As children reach the fifth grade, their minds start to think more analytically. The second stage of the trivium is called the "logic stage", where a child is less interested in finding out the facts and more interested in asking "Why?" During the logic stage of the process, students will begin to apply logic to all of the academic subjects. The logic of history, for example, requires students to focus on why the First World War was fought, rather than simply reading the story. Also, children will learn to support a thesis in the logic of writing, as well as paragraph construction. Simply absorbing information at this stage in the process will not be accepted, but students will be challenged to apply logic to every subject.

The third and final stage of the classical education, the "rhetoric stage" is where the student learns to express conclusions, as well as write with originality.

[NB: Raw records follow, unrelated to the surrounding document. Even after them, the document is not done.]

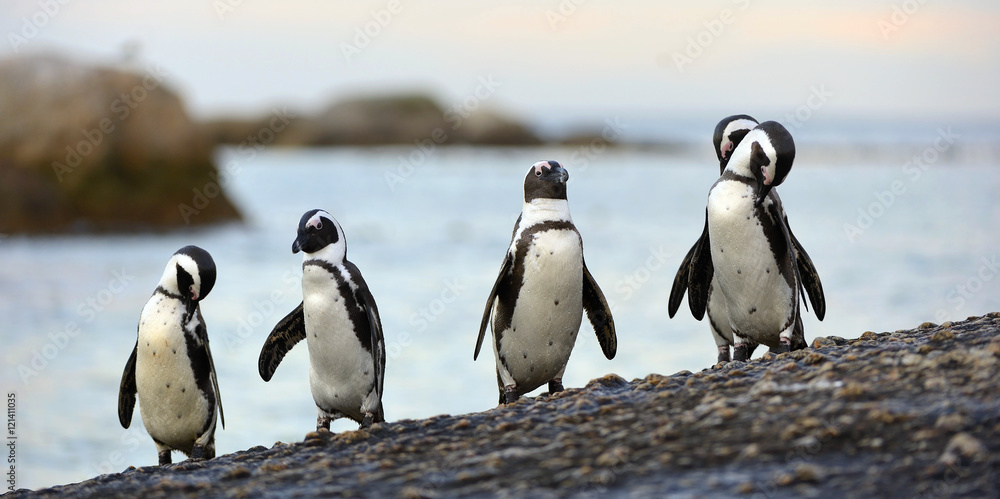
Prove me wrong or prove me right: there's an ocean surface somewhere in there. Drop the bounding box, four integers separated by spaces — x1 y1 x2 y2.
2 141 999 490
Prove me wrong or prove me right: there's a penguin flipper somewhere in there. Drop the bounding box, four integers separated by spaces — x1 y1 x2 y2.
687 212 714 320
118 340 138 428
668 236 701 318
476 254 512 360
258 302 306 382
787 221 826 321
358 282 386 423
582 259 617 360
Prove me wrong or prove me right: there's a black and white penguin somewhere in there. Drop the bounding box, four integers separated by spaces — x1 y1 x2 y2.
686 121 805 360
475 160 617 405
118 245 224 465
258 209 385 430
669 116 826 363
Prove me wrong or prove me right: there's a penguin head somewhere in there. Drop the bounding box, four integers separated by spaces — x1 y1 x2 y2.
160 245 216 303
712 114 758 173
728 121 795 208
523 160 569 202
293 209 346 262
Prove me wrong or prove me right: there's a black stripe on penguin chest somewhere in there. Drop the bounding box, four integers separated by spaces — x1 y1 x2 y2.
493 220 581 354
181 311 216 412
304 260 373 352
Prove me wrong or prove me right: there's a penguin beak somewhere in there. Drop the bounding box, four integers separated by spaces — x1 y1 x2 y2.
754 182 773 208
547 165 569 183
292 235 304 254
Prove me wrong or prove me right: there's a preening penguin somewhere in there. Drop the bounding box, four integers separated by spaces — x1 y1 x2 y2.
475 160 617 405
668 115 825 363
697 121 803 360
259 209 386 430
118 245 224 465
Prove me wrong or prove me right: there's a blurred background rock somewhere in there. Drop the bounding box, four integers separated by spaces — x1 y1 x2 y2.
0 54 241 234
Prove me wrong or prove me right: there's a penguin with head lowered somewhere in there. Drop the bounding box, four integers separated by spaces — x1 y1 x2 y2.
259 209 385 429
668 115 825 363
684 121 809 360
118 245 224 465
475 160 617 405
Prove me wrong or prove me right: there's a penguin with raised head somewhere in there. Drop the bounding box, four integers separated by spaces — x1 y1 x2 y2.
668 115 825 363
259 209 385 430
475 160 617 405
687 121 802 360
118 245 224 465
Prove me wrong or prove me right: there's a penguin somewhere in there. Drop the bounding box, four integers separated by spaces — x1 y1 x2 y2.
475 160 617 405
258 209 385 430
668 115 825 363
685 121 804 361
118 245 224 465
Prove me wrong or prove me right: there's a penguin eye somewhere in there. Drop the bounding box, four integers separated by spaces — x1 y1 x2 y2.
315 221 323 230
535 170 542 177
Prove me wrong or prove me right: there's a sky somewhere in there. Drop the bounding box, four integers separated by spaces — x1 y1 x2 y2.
1 1 999 132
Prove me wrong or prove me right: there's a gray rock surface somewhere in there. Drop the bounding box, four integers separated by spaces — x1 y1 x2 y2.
10 314 1000 497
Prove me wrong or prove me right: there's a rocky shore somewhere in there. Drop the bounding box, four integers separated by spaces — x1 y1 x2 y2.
11 314 1000 497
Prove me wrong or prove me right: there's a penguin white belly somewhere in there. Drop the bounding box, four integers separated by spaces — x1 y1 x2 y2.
707 182 794 345
134 296 209 453
706 279 734 345
496 229 584 392
302 267 373 421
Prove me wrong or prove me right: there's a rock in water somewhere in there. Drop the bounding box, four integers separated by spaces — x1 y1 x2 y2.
0 53 241 234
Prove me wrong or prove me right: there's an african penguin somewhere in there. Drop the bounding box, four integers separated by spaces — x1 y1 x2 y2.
699 121 803 361
475 160 616 405
118 245 224 465
669 116 826 363
258 209 385 430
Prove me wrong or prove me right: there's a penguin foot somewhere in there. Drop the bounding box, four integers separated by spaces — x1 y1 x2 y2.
717 346 731 364
191 444 206 460
503 385 519 405
777 338 791 354
733 344 750 362
361 413 374 429
548 378 564 395
158 450 171 466
316 415 332 431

A student of rhetoric applies the rules of logic learned from the second stage of the process and combines it with the information from grammar school to express his conclusions in a clear, forceful, elegant language.

Classical education is a return to a tradition with a long history. The earliest Christians drew from the Greco-Roman model, emphasizing language, logic, science, and adjusting it to the demands of Biblical theology. Modern culture has seen basic educational discipline lost in a sea of individual discovery, situational ethics, and floating moral standards. Classical education today seeks to return to time tested methods of teaching time honored subjects in an attempt to rediscover and pass on the lost tools of learning.